La liberté d’expression consacrée
La rencontre qui a eu lieu hier au Palais de Carthage entre une délégation du Syndicat national des journalistes et le président de la République, à l’initiative de ce dernier, est un événement dont on se félicite. Elle met un terme à un état, sinon de colère, du moins d’incompréhension de la part des journalistes. Les agissements dénoncés de violence et d’intimidation, tels qu’ils ont été constatés et subis par nombre de nos confrères, ont été clairement condamnés par le chef de l’Etat, qui a réaffirmé que la liberté d’expression est un acquis de la transition démocratique sur lequel il n’est pas question de revenir...
Ces propos étaient attendus. Ils signifient que, quels que soient les débordements ou les égarements dont se rendent coupables quelquesuns dans l’exercice de leur travail de maintien de l’ordre, la mission du journaliste d’informer et d’éclairer le citoyen reste une mission éminente et sacrée, non seulement pour ceux et celles qui s’en acquittent, mais aussi pour l’Etat lui-même, quoi qu’il lui en coûte parfois... Une démocratie doit savoir supporter le regard critique et sans concession d’une presse libre, même quand ce regard se laisse entraîner dans un certain excès — que nous n’encourageons pas !
Il appartient bien sûr à la profession des journalistes de veiller à ce que son indépendance ne rime pas nécessairement avec vaine outrecuidance et qu’elle ne soit pas confondue non plus avec perte des repères entre ce que permet la loi et ce qu’elle ne permet pas.
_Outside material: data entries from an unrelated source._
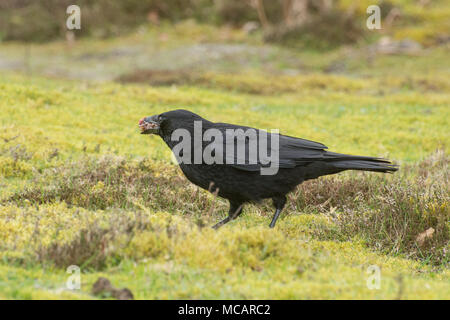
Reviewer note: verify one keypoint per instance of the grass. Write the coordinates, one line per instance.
(79, 185)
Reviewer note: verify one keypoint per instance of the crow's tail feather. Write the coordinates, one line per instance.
(349, 162)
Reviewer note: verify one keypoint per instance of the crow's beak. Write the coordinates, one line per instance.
(149, 125)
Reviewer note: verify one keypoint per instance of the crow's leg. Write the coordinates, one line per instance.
(279, 203)
(233, 213)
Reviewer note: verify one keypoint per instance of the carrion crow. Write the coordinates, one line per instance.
(244, 164)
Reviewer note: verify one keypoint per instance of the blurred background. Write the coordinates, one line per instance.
(178, 41)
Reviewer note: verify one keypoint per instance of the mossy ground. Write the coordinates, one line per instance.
(79, 185)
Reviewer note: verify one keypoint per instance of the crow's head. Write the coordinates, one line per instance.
(166, 122)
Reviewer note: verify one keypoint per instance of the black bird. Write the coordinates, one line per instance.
(239, 177)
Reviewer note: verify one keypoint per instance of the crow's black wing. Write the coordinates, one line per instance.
(291, 151)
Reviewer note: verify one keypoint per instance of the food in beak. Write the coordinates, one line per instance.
(144, 125)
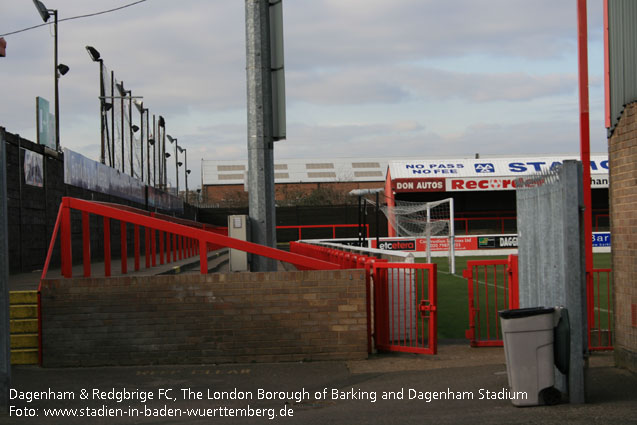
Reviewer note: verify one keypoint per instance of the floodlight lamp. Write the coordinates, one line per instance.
(93, 53)
(42, 10)
(140, 106)
(63, 69)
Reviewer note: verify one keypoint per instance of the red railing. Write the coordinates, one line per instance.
(404, 299)
(492, 286)
(176, 240)
(600, 310)
(465, 221)
(323, 226)
(405, 307)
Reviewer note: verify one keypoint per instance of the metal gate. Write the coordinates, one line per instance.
(405, 316)
(492, 286)
(600, 310)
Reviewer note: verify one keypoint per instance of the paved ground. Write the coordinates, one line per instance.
(353, 392)
(331, 392)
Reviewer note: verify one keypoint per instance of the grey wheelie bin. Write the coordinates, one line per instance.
(528, 336)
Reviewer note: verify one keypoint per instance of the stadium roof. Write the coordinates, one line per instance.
(215, 173)
(299, 170)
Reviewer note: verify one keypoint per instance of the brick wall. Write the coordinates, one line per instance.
(623, 207)
(233, 195)
(198, 319)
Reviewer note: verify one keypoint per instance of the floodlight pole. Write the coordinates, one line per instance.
(130, 128)
(5, 339)
(260, 133)
(113, 120)
(102, 114)
(585, 143)
(57, 79)
(186, 171)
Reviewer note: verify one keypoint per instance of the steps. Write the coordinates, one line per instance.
(23, 313)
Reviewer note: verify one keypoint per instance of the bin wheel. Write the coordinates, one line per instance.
(551, 396)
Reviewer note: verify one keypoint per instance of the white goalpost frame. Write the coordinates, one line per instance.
(429, 219)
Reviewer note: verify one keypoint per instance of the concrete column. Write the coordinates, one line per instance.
(260, 140)
(5, 338)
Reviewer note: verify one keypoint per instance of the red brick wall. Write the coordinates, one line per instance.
(623, 220)
(215, 318)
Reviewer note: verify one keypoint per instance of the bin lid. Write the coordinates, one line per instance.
(525, 312)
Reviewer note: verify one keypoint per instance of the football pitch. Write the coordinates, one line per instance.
(453, 303)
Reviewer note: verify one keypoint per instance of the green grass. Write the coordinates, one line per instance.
(453, 303)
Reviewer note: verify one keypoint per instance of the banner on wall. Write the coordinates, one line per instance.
(33, 168)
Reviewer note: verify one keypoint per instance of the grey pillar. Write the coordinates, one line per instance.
(260, 140)
(5, 338)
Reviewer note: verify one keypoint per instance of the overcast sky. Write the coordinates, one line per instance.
(371, 78)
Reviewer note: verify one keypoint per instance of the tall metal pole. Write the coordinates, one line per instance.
(122, 124)
(102, 112)
(163, 147)
(585, 143)
(5, 341)
(130, 128)
(57, 91)
(156, 137)
(148, 147)
(260, 140)
(113, 119)
(186, 171)
(141, 143)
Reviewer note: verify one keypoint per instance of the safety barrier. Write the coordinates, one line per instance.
(170, 240)
(405, 307)
(600, 310)
(404, 299)
(333, 227)
(492, 286)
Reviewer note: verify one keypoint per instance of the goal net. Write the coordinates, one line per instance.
(425, 220)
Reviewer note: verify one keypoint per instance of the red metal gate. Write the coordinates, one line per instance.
(492, 286)
(405, 299)
(600, 310)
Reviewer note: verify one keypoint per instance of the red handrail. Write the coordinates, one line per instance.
(184, 238)
(322, 226)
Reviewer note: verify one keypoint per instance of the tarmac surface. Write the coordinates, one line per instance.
(347, 392)
(458, 385)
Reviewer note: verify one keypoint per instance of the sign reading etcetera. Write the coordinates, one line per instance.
(481, 174)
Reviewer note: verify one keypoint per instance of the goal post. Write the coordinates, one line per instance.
(425, 219)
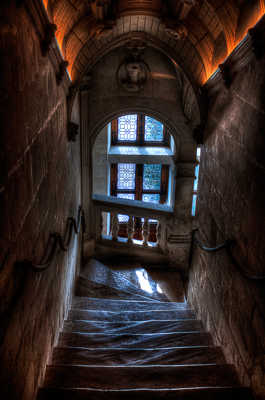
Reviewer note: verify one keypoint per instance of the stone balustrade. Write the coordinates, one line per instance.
(133, 223)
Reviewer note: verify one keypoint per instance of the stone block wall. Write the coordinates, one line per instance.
(39, 189)
(231, 205)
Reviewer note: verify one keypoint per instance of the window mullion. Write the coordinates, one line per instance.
(164, 183)
(113, 179)
(114, 132)
(140, 130)
(139, 182)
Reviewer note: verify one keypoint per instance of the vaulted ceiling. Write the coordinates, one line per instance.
(197, 34)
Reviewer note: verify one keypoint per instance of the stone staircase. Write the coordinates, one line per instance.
(119, 349)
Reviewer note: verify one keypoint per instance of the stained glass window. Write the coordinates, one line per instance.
(151, 198)
(130, 196)
(194, 201)
(127, 128)
(126, 176)
(153, 130)
(152, 176)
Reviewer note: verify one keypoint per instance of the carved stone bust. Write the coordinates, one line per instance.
(132, 74)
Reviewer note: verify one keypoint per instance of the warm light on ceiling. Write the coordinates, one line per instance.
(254, 21)
(210, 69)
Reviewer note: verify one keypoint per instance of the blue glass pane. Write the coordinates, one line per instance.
(153, 130)
(152, 176)
(126, 176)
(127, 128)
(151, 198)
(130, 196)
(198, 154)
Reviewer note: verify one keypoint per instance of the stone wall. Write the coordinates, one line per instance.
(231, 205)
(39, 189)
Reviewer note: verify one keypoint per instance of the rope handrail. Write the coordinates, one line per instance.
(57, 241)
(227, 245)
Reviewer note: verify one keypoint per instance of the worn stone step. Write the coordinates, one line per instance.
(86, 287)
(206, 393)
(100, 315)
(125, 305)
(133, 327)
(140, 377)
(135, 340)
(136, 356)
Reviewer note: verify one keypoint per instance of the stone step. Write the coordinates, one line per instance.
(206, 393)
(103, 315)
(96, 340)
(126, 305)
(140, 377)
(133, 327)
(86, 287)
(136, 356)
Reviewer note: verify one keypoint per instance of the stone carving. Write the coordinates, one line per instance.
(177, 30)
(132, 74)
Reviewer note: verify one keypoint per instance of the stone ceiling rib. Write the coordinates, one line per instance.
(214, 28)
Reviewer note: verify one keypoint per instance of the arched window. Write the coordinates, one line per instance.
(140, 137)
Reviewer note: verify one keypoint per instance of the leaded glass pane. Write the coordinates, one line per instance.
(151, 198)
(194, 201)
(195, 186)
(153, 130)
(127, 128)
(152, 176)
(130, 196)
(126, 176)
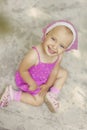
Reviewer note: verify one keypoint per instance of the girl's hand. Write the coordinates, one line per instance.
(44, 90)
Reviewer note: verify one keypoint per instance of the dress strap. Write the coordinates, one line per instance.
(58, 59)
(37, 52)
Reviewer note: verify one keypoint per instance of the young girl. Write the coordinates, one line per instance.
(40, 76)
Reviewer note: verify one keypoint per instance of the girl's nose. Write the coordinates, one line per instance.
(55, 46)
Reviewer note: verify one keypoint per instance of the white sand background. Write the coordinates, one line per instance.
(22, 28)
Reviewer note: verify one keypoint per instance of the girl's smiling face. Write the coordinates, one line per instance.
(57, 40)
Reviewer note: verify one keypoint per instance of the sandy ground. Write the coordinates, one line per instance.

Peut-être bien que des progrès sont à faire en cette matière ! Et pourquoi n’y en aurait-il pas, puisque la tradition d’une presse libre est une tradition qui est encore en phase de construction sous nos cieux ? Mais prendre prétexte de certains écarts, réels ou supposés — et souvent seulement supposés — pour redonner libre cours aux mauvais réflexes des temps anciens, puis pousser l’audace en appuyant ces mauvais réflexes d’une rhétorique glauque et nauséabonde, voilà ce devant quoi il ne fallait pas se taire. Et, là aussi, il était bon que les journalistes tunisiens expriment sans ambiguïté leur refus. On notera avec satisfaction qu’ils n’ont pas été seuls dans leur indignation : des voix ont fait écho en provenance des organisations les plus importantes de la société civile. Elles étaient mues par un souci de solidarité, mais conscientes aussi que ce qui était en cause ne concernait pas seulement les journalistes : la liberté d’expression est un acquis de tous en ce pays !
Il est certain que chaque fois que l’on assistera à des moments de trouble dans le pays, la gestion sécuritaire de la situation — qui est inévitable et qui a ses contraintes propres — donnera lieu à des frictions. On n’en fera pas l’économie. Mais on peut espérer qu’entre les forces de sécurité et les journalistes, qu’ils soient d’ailleurs tunisiens ou étrangers, la règle du jeu soit que chacun fasse son travail dans le respect du travail de l’autre. Ce serait d’ailleurs faire preuve de mauvaise foi que d’affirmer que, depuis la période qui précède la révolution, rien n’a changé... Mais ce serait également faire preuve de mauvaise foi que d’affirmer que les démons de cette période ont tous été vaincus. La bonne nouvelle, c’est que chaque fois que ces démons tenteront de ressusciter leur bon vieux temps, ils découvriront avec encore plus d’effroi que les temps ont décidément changé.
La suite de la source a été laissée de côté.